Lavorare il burro a crema senza montarlo e mescolarvi sale e aromi. Aggiungerlo poco per volta all’impasto formato  e lavorare fino a completo assorbimento.
Una volta pronto l’impasto, coprire molto bene e far lievitare per un’ora a 24°-26°. Formare un panetto rettangolare, avvolgerlo nella pellicola e riporloin frigo a 4° per almeno 8 ore o meglio per tutta la notte.
Il giorno seguente tirare il burro fuori dal frigo almeno un’ora prima di lavorarlo. Stenderlo a rettangolo tra due fogli di carta forno aiutandosi con un matterello. Tirare il pastello e formare un rettangolo grande una volta e mezzo il rettangolo di burro, poggiare la lastra di burro sul pastello lasciando un cm di spazio attorno. Piegare la parte libera di pastello sul burro e la parte rimanente sulla piega appena fatta.Dare tre giri di pieghe semplici, facendo riposare l'impasto almeno un’ora e in frigo tra una piega e l'altra.
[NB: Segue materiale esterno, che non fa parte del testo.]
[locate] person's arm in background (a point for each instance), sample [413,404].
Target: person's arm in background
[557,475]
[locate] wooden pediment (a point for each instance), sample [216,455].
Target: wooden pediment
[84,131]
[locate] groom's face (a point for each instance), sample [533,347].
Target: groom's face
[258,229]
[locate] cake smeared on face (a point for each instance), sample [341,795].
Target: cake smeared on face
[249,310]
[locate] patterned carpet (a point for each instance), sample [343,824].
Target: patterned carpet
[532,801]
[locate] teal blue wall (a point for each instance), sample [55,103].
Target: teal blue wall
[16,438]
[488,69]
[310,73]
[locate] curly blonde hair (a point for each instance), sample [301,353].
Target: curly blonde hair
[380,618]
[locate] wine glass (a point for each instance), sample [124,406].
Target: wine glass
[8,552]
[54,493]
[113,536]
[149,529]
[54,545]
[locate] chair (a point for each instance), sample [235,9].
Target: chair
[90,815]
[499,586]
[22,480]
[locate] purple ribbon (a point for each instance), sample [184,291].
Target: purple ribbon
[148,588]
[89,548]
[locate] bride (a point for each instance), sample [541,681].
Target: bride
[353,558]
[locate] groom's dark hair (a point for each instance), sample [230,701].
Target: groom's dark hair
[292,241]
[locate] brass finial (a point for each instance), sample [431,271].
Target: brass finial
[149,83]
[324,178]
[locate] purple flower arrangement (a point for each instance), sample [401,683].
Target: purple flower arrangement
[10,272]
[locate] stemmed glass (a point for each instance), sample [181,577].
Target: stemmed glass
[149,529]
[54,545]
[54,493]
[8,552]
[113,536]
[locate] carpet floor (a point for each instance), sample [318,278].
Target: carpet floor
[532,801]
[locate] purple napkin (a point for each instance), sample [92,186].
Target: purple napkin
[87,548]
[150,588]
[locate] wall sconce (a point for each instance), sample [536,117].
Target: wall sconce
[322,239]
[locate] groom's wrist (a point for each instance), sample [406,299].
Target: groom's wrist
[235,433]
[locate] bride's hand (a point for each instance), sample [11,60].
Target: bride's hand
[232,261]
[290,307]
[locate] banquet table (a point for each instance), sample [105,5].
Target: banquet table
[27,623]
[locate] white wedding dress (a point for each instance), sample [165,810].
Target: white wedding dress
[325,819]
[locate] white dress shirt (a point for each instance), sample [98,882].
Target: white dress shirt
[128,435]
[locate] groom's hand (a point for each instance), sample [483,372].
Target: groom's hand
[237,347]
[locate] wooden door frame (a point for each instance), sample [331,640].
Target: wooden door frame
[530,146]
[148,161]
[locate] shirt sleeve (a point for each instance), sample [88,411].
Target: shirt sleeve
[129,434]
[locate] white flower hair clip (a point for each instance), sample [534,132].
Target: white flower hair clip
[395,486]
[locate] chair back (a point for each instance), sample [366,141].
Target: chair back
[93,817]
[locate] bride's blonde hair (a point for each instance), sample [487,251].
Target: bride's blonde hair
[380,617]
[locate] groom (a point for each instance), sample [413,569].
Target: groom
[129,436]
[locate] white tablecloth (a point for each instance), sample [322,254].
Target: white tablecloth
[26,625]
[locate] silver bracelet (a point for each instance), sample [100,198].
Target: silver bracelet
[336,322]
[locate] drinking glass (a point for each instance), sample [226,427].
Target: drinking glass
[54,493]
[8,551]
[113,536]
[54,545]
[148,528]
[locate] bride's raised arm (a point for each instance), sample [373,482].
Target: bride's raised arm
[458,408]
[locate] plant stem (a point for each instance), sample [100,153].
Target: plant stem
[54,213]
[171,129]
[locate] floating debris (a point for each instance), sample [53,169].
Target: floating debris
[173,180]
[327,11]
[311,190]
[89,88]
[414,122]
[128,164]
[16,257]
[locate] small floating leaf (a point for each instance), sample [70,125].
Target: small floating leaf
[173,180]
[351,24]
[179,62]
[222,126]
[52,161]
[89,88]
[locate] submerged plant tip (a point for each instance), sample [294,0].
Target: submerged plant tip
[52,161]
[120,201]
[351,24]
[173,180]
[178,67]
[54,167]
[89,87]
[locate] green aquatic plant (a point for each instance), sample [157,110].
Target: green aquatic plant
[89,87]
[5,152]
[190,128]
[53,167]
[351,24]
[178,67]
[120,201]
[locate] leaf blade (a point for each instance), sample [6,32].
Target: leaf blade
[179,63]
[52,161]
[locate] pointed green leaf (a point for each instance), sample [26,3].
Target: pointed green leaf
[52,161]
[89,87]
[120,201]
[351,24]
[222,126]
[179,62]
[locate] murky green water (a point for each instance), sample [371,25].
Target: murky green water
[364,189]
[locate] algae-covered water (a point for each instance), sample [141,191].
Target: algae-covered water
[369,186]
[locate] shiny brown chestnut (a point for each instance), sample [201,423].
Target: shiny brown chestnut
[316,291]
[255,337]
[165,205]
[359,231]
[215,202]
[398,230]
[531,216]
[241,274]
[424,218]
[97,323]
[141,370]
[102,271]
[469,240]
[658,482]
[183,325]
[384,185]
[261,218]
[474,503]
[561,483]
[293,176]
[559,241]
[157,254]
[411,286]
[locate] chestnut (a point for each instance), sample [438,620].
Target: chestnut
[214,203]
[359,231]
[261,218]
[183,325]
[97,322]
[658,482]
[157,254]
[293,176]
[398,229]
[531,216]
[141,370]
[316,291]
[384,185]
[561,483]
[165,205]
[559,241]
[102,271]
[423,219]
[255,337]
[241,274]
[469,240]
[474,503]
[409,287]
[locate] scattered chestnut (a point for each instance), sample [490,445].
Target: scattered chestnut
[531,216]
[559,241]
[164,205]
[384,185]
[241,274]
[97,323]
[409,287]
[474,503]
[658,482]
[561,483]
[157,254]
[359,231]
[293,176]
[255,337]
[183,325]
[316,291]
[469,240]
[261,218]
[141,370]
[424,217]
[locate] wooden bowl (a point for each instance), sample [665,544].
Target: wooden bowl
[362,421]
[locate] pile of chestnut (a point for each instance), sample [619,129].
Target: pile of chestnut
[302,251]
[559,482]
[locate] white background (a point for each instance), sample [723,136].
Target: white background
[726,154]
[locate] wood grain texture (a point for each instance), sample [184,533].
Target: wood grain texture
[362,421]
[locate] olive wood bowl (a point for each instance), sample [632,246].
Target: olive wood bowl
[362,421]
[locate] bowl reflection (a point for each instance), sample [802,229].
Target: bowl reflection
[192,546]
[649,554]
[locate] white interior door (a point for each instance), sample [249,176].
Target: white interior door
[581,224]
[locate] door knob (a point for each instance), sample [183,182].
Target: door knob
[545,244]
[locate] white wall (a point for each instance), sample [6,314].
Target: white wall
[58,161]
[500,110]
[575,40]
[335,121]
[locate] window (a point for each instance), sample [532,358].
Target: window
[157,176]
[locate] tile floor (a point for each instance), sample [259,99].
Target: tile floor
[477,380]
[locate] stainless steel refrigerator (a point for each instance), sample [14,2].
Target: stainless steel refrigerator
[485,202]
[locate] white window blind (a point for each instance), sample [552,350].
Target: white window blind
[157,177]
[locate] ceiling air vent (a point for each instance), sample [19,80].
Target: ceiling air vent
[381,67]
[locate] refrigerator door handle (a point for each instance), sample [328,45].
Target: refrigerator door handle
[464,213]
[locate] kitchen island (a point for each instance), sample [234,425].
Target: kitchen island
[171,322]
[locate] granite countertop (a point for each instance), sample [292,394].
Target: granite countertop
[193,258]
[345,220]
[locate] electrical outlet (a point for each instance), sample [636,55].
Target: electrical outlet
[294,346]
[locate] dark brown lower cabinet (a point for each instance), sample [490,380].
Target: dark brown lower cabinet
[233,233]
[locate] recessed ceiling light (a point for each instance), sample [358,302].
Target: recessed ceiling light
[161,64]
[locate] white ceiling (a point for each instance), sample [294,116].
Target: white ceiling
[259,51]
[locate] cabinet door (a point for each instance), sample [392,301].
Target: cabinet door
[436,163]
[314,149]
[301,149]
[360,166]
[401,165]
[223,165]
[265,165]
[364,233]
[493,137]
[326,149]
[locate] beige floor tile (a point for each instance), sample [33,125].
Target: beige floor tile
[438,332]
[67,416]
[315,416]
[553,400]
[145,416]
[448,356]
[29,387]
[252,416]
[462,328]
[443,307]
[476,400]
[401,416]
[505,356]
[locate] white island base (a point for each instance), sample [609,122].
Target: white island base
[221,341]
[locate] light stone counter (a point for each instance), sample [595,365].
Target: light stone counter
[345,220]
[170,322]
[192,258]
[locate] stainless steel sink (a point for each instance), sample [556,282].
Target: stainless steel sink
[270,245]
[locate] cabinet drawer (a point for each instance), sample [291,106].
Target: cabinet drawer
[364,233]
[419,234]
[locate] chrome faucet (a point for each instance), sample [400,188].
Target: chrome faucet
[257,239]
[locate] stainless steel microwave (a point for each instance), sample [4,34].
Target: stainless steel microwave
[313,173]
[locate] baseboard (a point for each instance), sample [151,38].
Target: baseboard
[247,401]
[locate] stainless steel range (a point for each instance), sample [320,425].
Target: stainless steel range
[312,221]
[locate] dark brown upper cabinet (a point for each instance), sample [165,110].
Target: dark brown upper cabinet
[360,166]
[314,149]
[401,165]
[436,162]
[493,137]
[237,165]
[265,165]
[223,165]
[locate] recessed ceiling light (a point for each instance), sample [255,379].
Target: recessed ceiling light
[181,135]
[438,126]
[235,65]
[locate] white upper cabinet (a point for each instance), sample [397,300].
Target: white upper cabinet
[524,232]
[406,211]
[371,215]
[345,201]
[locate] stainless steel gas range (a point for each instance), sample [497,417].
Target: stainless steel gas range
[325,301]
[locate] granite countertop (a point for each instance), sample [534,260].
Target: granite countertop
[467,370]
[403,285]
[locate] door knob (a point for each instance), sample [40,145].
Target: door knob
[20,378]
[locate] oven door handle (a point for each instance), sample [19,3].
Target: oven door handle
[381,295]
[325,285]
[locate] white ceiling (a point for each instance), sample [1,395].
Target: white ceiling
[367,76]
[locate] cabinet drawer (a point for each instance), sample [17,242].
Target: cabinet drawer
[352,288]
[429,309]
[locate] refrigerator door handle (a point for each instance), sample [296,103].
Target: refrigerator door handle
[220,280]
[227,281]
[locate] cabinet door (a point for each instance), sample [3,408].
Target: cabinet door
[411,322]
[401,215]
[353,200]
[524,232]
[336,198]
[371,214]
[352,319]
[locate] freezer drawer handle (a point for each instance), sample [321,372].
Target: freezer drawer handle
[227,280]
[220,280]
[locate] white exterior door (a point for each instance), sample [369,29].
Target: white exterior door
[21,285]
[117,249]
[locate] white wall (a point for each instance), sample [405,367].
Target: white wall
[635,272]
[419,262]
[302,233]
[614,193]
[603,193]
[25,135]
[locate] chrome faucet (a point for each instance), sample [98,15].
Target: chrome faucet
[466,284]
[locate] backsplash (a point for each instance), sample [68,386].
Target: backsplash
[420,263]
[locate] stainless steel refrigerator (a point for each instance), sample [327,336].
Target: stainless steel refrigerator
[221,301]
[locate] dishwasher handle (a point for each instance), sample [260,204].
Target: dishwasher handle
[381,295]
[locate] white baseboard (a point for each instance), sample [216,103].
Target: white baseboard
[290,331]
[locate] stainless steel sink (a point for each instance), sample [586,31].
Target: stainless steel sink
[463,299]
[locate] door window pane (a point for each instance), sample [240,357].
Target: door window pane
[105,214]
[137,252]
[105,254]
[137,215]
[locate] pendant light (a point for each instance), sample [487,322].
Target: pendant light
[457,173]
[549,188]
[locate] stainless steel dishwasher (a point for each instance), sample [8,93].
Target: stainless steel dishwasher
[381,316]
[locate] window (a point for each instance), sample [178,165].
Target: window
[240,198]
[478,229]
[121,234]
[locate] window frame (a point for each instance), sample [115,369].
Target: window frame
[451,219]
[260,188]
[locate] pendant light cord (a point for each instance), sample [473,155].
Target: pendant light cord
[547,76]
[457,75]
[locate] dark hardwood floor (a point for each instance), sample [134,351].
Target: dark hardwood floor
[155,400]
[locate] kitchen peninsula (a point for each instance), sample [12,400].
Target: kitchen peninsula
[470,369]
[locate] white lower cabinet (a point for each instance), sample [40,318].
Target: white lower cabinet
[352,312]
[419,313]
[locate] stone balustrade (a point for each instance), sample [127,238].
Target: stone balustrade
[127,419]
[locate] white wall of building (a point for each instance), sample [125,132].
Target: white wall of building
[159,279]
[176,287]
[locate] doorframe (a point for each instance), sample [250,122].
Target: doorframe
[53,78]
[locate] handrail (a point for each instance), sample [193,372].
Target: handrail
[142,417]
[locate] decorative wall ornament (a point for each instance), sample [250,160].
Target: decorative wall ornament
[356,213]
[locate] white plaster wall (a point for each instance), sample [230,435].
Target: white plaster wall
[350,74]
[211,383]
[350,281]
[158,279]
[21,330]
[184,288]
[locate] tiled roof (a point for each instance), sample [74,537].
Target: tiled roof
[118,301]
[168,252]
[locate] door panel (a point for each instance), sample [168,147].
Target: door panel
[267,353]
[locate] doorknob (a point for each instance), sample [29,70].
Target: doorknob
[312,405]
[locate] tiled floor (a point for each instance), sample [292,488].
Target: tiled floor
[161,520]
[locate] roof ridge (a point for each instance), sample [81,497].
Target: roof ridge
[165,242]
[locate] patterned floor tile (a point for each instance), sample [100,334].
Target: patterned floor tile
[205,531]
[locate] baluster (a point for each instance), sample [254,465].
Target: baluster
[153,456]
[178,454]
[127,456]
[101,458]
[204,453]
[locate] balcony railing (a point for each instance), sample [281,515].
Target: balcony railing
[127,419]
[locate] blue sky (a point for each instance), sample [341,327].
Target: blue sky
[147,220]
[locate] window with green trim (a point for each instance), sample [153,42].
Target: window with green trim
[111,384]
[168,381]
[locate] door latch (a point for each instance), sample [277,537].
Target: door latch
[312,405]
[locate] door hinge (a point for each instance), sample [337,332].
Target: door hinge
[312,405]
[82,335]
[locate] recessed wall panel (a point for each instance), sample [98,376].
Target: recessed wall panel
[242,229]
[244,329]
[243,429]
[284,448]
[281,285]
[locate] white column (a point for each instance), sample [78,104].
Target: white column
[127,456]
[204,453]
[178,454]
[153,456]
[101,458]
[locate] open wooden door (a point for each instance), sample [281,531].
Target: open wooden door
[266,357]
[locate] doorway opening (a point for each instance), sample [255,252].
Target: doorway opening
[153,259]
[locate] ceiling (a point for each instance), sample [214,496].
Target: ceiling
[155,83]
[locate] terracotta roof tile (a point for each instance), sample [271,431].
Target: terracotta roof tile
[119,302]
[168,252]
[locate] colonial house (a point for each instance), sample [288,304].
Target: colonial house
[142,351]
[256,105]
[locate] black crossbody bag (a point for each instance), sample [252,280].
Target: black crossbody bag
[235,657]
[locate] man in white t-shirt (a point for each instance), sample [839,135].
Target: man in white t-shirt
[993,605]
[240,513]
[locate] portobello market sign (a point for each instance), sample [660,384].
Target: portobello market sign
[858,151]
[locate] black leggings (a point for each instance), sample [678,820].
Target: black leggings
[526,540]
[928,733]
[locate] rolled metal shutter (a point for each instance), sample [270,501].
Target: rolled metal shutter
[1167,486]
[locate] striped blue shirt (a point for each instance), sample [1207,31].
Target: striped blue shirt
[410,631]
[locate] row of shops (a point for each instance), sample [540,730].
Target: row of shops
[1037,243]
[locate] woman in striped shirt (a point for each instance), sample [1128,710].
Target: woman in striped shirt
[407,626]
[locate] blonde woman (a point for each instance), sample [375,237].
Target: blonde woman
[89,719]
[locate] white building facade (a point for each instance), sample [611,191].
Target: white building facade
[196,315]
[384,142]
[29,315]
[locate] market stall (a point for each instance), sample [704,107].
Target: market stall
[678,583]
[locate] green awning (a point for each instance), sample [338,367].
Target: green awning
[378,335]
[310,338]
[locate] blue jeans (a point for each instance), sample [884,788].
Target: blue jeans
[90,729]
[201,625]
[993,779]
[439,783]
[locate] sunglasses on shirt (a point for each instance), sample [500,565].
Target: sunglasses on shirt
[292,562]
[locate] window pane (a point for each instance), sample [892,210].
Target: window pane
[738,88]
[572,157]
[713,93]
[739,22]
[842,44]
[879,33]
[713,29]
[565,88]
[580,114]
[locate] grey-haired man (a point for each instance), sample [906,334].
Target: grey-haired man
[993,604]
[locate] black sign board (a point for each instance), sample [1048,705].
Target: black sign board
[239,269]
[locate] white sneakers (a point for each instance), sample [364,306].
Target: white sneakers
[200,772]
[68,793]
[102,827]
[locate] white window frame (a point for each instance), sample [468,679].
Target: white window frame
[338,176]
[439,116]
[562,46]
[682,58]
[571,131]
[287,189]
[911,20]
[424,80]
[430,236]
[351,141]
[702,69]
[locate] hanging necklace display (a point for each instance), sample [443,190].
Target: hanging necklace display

per semplificare fate riferimento alla foto di Paoletta, dal blog Anice e Cannella



Fare la 3° piega, far riposare in frigo per due ore. 
Tirate la sfoglia in un rettangolo e tagliare dei triangoli isosceli di 10x15. Arrotolarli e farli lievitare per 3 ore.
Pennellare con uovo sbattuto, cospargere con zucchero semolato e infornare a 220° per 5-6 minuti e poi a 180° per altri 7-8 minuti.